Joel Caldwell gave an example of Confirmatory factor analysis in lavaan.

The purpose of this post is to show you how to express this model in OpenMx.

The data being modeled are in an object called ratings (see below for the code to create this object as described here.

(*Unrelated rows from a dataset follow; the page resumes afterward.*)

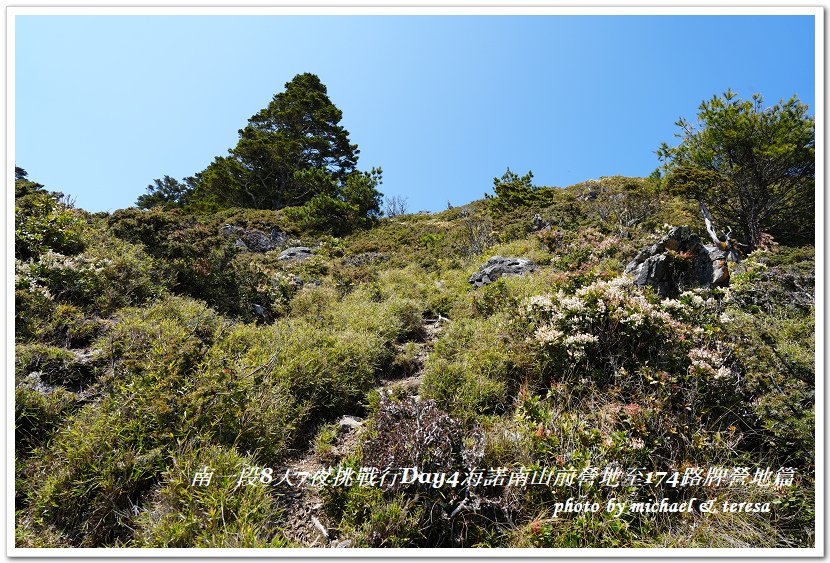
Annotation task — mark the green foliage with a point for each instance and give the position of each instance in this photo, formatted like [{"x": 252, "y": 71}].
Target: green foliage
[
  {"x": 167, "y": 192},
  {"x": 218, "y": 515},
  {"x": 514, "y": 191},
  {"x": 471, "y": 370},
  {"x": 754, "y": 167},
  {"x": 281, "y": 153},
  {"x": 44, "y": 221},
  {"x": 339, "y": 211}
]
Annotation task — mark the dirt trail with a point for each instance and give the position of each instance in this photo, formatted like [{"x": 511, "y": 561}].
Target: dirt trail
[{"x": 304, "y": 521}]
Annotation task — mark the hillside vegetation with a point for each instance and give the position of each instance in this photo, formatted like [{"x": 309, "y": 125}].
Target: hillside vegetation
[{"x": 152, "y": 343}]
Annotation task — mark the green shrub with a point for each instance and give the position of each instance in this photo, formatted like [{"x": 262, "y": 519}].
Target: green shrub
[
  {"x": 220, "y": 514},
  {"x": 472, "y": 370},
  {"x": 43, "y": 221}
]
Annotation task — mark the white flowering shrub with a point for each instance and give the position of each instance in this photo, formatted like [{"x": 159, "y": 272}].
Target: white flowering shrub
[{"x": 603, "y": 327}]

Here’s Joe’s example structural equation model, as implemented in lavaan:

 require(lavaan)
 bifactor <- "
 general.factor =~ Easy_Reservation + Preferred_Seats
  + Flight_Options + Ticket_Prices
 + Seat_Comfort + Seat_Roominess
 + Overhead_Storage + Clean_Aircraft
 + Courtesy + Friendliness + Helpfulness + Service
 
 ticketing =~ Easy_Reservation + Preferred_Seats + Flight_Options + Ticket_Prices
 aircraft  =~ Seat_Comfort + Seat_Roominess + Overhead_Storage + Clean_Aircraft
 service   =~ Courtesy + Friendliness + Helpfulness + Service"
 
 modelfit <- cfa(bifactor, data=ratings[,1:12], orthogonal=T)
 summary(modelfit, fit.measures = TRUE, standardize = T)

 bifactor <- "
 general =~ Easy_Reservation + Preferred_Seats 
  + Flight_Options + Ticket_Prices
 + Seat_Comfort + Seat_Roominess + Overhead_Storage 
 + Clean_Aircraft + Courtesy + Friendliness
 + Helpfulness + Service
 ticketing =~ Easy_Reservation + Preferred_Seats + Flight_Options + Ticket_Prices
 aircraft  =~ Seat_Comfort + Seat_Roominess + Overhead_Storage + Clean_Aircraft
 service   =~ Courtesy + Friendliness + Helpfulness + Service
 Satisfaction ~ general + ticketing + aircraft + service
 "
 satfit <- sem(bifactor, data=ratings[,c(1:12,13)], orthogonal=T)
 summary(satfit, fit.measures = T, standardize = T)
 inspect(satfit, "rsquare")

And now the same model in OpenMx

 library(OpenMx)
 # make up some helpful lists of items we will need
 serviceVars     = c("Courtesy", "Friendliness", "Helpfulness", "Service")
 aircraftVars    = c("Seat_Comfort", "Seat_Roominess", "Overhead_Storage", "Clean_Aircraft")
 ticketingVars   = c("Easy_Reservation", "Preferred_Seats", "Flight_Options", "Ticket_Prices")
 allMeasuredVars = c(serviceVars, aircraftVars, ticketingVars)
 allLatentVars   = c("general_factor", "ticketing", "aircraft","service")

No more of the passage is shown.